DPI approach offers one way to democratise access to AI infrastructure by building shared, standards-based layers that enhance access, interoperability, accountability, and trust.

Need for DPI Approach for AI Development
- Reduce AI Dependence and enhance Digital Sovereignty: Build domestic AI capabilities to reduce reliance on costly foreign AI services.
- Democratise AI: Open compute, datasets, and models enable startups, MSMEs, and researchers.
- Smarter Governance: Enables predictive public services, fraud detection, and better policy delivery.

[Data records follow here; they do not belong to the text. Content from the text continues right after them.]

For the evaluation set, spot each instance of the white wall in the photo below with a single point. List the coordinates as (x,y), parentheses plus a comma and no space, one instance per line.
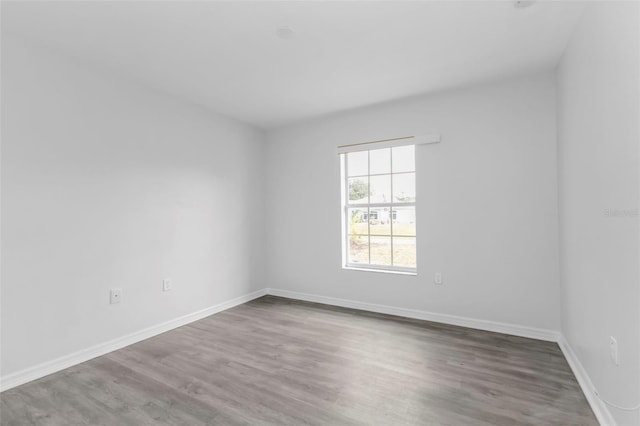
(598,136)
(106,184)
(487,204)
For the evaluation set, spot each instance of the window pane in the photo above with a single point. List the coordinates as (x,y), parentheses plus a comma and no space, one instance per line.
(404,188)
(380,221)
(357,221)
(380,161)
(403,159)
(358,163)
(380,189)
(381,251)
(404,251)
(358,190)
(404,221)
(358,249)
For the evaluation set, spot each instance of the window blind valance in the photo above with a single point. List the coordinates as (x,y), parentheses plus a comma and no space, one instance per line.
(388,143)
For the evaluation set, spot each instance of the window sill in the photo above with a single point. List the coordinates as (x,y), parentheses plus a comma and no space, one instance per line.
(384,271)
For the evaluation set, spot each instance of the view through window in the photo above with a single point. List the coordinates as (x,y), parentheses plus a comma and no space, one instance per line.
(379,208)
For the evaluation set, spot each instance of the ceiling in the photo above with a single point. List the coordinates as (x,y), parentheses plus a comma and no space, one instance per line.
(227,57)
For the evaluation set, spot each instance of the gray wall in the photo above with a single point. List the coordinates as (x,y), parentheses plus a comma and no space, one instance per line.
(486,204)
(106,184)
(598,136)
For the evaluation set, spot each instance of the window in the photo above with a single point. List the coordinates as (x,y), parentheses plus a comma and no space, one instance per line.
(379,208)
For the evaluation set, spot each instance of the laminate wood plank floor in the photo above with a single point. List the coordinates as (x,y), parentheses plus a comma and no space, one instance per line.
(276,361)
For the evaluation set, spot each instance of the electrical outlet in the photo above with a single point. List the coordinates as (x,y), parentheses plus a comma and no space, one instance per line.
(613,350)
(115,294)
(167,285)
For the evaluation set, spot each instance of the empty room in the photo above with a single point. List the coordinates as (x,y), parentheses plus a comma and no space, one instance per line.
(320,213)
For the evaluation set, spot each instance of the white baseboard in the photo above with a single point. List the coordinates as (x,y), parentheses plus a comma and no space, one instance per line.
(499,327)
(599,408)
(49,367)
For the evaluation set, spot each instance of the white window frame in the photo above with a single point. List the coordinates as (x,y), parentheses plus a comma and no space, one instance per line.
(345,206)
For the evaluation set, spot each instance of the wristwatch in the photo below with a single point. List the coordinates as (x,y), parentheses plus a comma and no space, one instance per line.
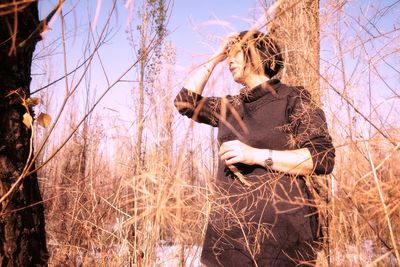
(269,162)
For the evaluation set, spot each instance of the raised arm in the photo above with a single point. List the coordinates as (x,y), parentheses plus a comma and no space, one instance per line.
(197,81)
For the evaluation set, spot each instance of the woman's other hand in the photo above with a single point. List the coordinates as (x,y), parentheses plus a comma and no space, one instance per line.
(237,152)
(222,52)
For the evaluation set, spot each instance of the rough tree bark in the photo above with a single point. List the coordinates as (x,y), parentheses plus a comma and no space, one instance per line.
(22,228)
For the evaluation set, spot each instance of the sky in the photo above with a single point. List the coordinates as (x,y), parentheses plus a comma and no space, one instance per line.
(195,29)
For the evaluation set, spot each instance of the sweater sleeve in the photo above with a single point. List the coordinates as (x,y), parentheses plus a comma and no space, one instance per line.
(311,132)
(197,107)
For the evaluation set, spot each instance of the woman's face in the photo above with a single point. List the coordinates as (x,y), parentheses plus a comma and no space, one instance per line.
(237,64)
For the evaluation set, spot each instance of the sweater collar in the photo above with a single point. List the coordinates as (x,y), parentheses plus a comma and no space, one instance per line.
(268,87)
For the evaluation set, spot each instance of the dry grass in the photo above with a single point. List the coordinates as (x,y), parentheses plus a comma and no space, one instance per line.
(104,210)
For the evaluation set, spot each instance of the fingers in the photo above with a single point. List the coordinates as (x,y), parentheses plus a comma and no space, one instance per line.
(230,152)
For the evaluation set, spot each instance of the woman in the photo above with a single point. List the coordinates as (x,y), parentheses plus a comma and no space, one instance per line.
(271,135)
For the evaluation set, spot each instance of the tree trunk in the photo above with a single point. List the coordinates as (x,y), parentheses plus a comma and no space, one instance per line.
(22,229)
(296,29)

- E.g. multilingual, voice-based AI for last-mile governance.
Challenges
- Capacity Gaps: India generates ~20% of global data but has only ~3% of data centre capacity and <5% of AI compute; infrastructure concentrated in Tier-1 cities.
- Energy Constraints: AI infrastructure requires expansion of electricity and cooling systems.
- High Entry Barriers: Expensive GPUs, TPUs, and HPC limit access for startups and research institutions.
- Uneven AI Adoption: Slow in agriculture, public services etc.
- Data Governance: Ensuring privacy, interoperability, and security under the DPDP Act, 2023.
Recommendations
AI-DPI Enablers: People (AI skilling), Infrastructure (cloud, GPUs), and Governance (Responsible AI & DEPA).
- Adopt DPI & DPG Approach: Treat AI datasets, compute, and model hubs as Digital Public Goods (DPGs).
- Expand Compute Access: Under IndiaAI Mission, National Supercomputing Mission and India Semiconductor Mission.
- Build Shared Data Repositories: Expand platforms like AIKosh, Bhashini, TGDeX with federated data sharing.
- Regional and Green Infrastructure: Develop Tier-2/3 edge data centres through PPPs and state incentives; Promote renewable-powered, energy-efficient data centres.
- Support Indigenous AI: Provide compute credits and funding for sovereign AI models and local-language applications.